A XC95288XLis an expensive shift register ? :)
or is it doing other things as well ?
LED drive is generally better done with smaller, daisy chained CPLDs,
or even just shift registers.
-jg
Reply by Jon Elson●November 12, 20092009-11-12
nishad wrote:
> My requirement is to replace fifteen 7 segment display drivers using cpld
> logic.
> Total I/O connected to display will be 15*8=120.
> Each pin has to sink around 8mA, so Im planning to go for Xilinx XC95288XL
> CPLD.
> My doubt is that can the cpld sink 120 lines of 8mA simultaneously?
>
>
Do you actually NEED to drive them all with DC? Have you looked at
multiplexing? One oddity of the eye's response is that the LEDs appear
90% as bright, even when only pulsed at 1/10th duty cycle. You can
save a lot of pins, drive current, current limit resistors, etc. doing
this. For 15 digits, you might use two sets of segment outputs, and
have two digits illuminated at the same time. You would need either 8
or 15 digit select drivers, but those could be just SOT-23 P-channel
FETs (or PNP transistors, but that requires a base resistor.) So,
instead of 120 pins and 120 resistors, you go down to 16 resistors and
24 pins! If you don't have a lot of other logic in that CPLD, you can
go down to a coolrunner in the 44 or 100-pin package.
Jon
Reply by Gabor●November 12, 20092009-11-12
On Nov 12, 10:22=A0am, austin <aus...@xilinx.com> wrote:
> nishad,
>
> Why do you doubt? =A0If the data sheet says an IO may sink 8 mA, then
> why not ALL IO at 8 mA?
>
> No problem.
>
> The only concern here is ground/Vcc bounce: =A0yes, 128 * 8mA is a lot
> of current, and you should make sure your pcb has good power and
> ground planes, and the recommended bypass capacitors.
>
> Austin
On the other hand if you really need 120 I/O's you may want to
consider
breaking it up into two packages. It might even save board area over
one very large package. Of course that depends on how may additional
pins you use to split the design in two. Sometimes it comes almost
free, for example a two-wire serial bus. 1 Amp of switching current
in a large PQFP results in lots of ground and Vcc bounce due to the
large package lead inductance. Generally speaking, when using quad
flat packs, the smaller the better because the die size of the chip
inside gets closer to the overall package size as you get smaller,
so the lead inductance is smaller, too.
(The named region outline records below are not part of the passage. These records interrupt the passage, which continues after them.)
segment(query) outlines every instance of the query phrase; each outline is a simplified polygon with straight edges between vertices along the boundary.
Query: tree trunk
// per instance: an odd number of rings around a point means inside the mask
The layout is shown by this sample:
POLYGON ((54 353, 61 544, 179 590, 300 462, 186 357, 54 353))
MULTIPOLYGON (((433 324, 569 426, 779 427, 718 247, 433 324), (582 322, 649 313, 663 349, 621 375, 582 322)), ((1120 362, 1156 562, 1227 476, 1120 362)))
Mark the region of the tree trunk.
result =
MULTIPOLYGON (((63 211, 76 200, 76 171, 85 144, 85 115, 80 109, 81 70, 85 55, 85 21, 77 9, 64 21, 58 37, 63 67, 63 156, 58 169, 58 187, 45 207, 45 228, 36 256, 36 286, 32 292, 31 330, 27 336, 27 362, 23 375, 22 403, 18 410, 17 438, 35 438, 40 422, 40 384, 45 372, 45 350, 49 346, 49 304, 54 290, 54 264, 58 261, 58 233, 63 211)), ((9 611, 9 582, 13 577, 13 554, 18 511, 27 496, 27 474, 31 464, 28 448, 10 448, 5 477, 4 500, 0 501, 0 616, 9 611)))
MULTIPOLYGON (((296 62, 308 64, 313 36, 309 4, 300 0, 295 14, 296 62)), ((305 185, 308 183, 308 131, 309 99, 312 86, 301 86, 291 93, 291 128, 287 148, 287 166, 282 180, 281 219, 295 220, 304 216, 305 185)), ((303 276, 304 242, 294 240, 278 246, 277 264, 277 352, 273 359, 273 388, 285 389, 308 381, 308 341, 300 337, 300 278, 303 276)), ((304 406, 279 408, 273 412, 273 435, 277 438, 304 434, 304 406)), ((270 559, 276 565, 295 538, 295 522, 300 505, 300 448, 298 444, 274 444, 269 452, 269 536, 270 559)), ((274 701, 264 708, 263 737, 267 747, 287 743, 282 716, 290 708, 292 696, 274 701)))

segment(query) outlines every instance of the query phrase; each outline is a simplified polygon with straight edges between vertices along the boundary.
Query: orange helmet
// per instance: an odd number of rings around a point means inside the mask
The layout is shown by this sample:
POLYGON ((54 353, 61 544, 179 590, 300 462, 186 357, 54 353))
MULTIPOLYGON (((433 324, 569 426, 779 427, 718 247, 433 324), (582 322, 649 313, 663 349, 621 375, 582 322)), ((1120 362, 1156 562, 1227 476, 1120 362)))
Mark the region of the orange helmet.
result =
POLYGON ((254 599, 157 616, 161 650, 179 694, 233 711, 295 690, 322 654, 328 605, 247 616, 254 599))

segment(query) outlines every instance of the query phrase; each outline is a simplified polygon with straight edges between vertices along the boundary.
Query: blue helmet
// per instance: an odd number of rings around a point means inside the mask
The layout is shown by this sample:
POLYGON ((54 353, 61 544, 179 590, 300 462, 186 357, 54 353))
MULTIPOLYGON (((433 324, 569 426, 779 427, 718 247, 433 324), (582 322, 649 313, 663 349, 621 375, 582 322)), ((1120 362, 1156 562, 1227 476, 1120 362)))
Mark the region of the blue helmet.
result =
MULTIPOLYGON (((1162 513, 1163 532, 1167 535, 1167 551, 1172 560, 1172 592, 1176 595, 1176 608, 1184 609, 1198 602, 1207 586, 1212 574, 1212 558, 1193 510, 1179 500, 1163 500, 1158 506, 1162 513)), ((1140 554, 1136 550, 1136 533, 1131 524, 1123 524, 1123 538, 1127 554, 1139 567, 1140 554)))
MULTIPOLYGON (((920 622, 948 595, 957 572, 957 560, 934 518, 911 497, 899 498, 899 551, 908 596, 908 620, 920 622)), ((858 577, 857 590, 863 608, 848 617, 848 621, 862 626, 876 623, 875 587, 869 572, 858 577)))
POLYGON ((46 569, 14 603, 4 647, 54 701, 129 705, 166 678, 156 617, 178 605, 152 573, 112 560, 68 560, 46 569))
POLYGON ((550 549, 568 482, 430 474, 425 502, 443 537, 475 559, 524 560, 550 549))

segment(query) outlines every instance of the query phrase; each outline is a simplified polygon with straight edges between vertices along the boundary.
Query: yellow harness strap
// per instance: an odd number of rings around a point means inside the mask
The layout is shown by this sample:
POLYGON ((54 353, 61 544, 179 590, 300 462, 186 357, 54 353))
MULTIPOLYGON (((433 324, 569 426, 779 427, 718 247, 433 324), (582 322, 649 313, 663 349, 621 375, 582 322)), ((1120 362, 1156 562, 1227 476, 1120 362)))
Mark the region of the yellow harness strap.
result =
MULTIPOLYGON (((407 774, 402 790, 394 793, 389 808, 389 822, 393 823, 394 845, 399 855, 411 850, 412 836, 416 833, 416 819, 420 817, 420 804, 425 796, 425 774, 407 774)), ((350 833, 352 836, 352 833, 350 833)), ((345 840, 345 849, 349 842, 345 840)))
I'm not sure how it works
with mature CPLD devices, but for FPGA's at least the price per I/O
is better in smaller devices as well.
Regards,
Gabor
Reply by austin●November 12, 20092009-11-12
nishad,
Why do you doubt? If the data sheet says an IO may sink 8 mA, then
why not ALL IO at 8 mA?
No problem.
The only concern here is ground/Vcc bounce: yes, 128 * 8mA is a lot
of current, and you should make sure your pcb has good power and
ground planes, and the recommended bypass capacitors.
Austin
Reply by nishad●November 12, 20092009-11-12
My requirement is to replace fifteen 7 segment display drivers using cpld
logic.
Total I/O connected to display will be 15*8=120.
Each pin has to sink around 8mA, so Im planning to go for Xilinx XC95288XL
CPLD.
My doubt is that can the cpld sink 120 lines of 8mA simultaneously?